Wagyu Factory

Las Vegas's growing Chubby Group underwhelms with its first OC AYCE wagyu beef concept

Chubby Group knows how to deliver premium all-you-can-eat experiences centered on Japanese wagyu beef. We know this from visiting Chubby Cattle BBQ, the Las Vegas-based hospitality company’s luxurious AYCE wagyu chain with multiple Los Angeles locations, now only months away from opening in Orange County. But we wouldn’t have cared if our first Chubby experience was at Wagyu Factory, the company’s first OC concept, which opened at The District at Tustin Legacy in summer 2025.

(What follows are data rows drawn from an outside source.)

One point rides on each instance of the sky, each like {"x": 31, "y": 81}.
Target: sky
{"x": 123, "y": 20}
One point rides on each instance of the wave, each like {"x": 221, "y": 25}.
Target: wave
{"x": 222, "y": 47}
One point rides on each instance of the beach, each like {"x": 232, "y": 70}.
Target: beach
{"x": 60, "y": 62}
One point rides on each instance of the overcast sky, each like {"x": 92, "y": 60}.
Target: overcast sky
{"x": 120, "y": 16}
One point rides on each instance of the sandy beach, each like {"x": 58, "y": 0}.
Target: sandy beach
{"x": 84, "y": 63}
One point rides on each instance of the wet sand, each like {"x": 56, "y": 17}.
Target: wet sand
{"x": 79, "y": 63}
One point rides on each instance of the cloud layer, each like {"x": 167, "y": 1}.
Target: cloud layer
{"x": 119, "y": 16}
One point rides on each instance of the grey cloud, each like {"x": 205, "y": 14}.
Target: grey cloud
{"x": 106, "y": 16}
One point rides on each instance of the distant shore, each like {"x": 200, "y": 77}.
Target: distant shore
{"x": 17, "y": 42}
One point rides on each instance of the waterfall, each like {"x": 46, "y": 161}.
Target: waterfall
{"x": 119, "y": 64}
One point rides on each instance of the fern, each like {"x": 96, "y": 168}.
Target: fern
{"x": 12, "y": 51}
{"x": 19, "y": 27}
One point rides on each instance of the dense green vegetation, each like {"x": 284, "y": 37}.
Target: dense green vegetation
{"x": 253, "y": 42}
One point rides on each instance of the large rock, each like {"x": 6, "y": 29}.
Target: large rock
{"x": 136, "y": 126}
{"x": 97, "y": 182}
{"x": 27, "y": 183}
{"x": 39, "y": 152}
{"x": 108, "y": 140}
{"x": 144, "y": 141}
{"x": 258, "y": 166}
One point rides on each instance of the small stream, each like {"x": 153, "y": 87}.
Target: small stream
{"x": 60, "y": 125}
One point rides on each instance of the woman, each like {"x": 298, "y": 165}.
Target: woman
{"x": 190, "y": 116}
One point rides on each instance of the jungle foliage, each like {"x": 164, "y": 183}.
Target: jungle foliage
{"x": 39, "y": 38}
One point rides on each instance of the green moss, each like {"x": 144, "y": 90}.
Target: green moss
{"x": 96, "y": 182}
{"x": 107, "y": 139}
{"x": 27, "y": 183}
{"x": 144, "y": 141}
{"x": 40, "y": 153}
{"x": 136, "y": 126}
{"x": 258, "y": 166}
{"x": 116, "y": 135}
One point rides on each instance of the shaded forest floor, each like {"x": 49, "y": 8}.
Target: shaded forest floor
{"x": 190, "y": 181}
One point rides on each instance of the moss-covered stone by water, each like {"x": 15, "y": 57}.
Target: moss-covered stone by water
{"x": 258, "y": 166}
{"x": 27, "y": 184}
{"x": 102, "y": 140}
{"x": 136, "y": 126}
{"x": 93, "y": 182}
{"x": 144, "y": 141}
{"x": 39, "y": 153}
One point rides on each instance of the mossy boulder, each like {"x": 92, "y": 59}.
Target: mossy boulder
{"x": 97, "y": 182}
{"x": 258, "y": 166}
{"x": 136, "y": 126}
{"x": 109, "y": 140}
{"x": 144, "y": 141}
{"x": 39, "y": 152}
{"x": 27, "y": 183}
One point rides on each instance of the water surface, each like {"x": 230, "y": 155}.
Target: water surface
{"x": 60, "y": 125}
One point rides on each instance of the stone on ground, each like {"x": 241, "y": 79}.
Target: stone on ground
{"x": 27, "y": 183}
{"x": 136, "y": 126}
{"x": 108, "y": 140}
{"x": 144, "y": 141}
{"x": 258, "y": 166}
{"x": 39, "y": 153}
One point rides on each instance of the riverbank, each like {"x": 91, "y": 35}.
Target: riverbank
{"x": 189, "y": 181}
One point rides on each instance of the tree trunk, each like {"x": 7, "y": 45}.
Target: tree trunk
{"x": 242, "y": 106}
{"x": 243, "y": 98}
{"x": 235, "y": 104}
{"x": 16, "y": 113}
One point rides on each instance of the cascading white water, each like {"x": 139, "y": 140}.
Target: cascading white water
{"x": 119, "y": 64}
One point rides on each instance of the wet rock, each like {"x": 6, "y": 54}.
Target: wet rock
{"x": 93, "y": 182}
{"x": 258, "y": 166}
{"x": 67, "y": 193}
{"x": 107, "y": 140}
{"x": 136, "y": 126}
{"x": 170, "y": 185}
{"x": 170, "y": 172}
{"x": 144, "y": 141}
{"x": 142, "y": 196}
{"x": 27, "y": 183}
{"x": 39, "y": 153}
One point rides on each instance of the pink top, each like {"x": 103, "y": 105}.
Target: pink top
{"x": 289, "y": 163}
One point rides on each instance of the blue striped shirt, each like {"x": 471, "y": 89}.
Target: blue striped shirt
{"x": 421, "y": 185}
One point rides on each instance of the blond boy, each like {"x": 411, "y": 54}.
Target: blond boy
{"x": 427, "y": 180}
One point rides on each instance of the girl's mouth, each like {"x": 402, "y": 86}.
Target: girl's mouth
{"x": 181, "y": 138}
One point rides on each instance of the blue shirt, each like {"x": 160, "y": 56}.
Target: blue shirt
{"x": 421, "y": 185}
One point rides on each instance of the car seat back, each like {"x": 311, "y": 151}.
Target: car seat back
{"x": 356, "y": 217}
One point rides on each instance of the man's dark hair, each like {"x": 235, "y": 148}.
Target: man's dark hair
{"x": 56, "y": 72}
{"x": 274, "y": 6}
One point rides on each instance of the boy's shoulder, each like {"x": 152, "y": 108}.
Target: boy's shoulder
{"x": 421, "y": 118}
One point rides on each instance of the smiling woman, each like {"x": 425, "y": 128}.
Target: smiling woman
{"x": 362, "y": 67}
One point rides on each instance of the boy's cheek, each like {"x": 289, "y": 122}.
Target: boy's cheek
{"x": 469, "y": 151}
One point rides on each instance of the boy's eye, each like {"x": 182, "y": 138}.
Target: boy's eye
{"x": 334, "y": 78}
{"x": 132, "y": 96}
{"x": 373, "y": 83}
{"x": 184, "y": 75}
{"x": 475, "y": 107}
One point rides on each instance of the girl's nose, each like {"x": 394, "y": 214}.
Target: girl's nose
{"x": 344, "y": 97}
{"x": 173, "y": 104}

On the Wagyu Factory website, the Tustin location is listed as Wagyu Factory Shabu, while a Lake Forest version is Wagyu Factory BBQ – a hint that these brands are meant to parallel the company’s higher-end Mikiya shabu shabu and Chubby Cattle BBQ restaurants, each planned for Irvine openings around fall 2025. However, the operative word here is “parallel,” not “equal,” as Wagyu Factory delivers a comparatively sub-par, faux-Japanese experience for roughly the same price as a good AYCE Korean BBQ or shabu meal.

At $40 for weekday lunch, $47 for weekday dinner, or $50 for any weekend meal, you’re given self-service access to a somewhat underwhelming array of raw beef and pork slices, cooked mini steaks, and individual sushi pieces, as well as a handful of fried appetizers, basic desserts, soda fountain drinks, and slushes. We say “somewhat underwhelming” for two reasons: First, the Factory’s all-you-can-eat beef is touted as wagyu – genetically similar to but substantially cheaper and less deluxe than Japan’s famous Kobe beef – yet shows only limited signs of the unique marbling commonly associated with Japanese breeds. Second, you get access to six comparatively low-end raw cuts of this beef (plus one type of pork) for those AYCE prices, then need to pay by the plate for more marbled (“A5”) cuts.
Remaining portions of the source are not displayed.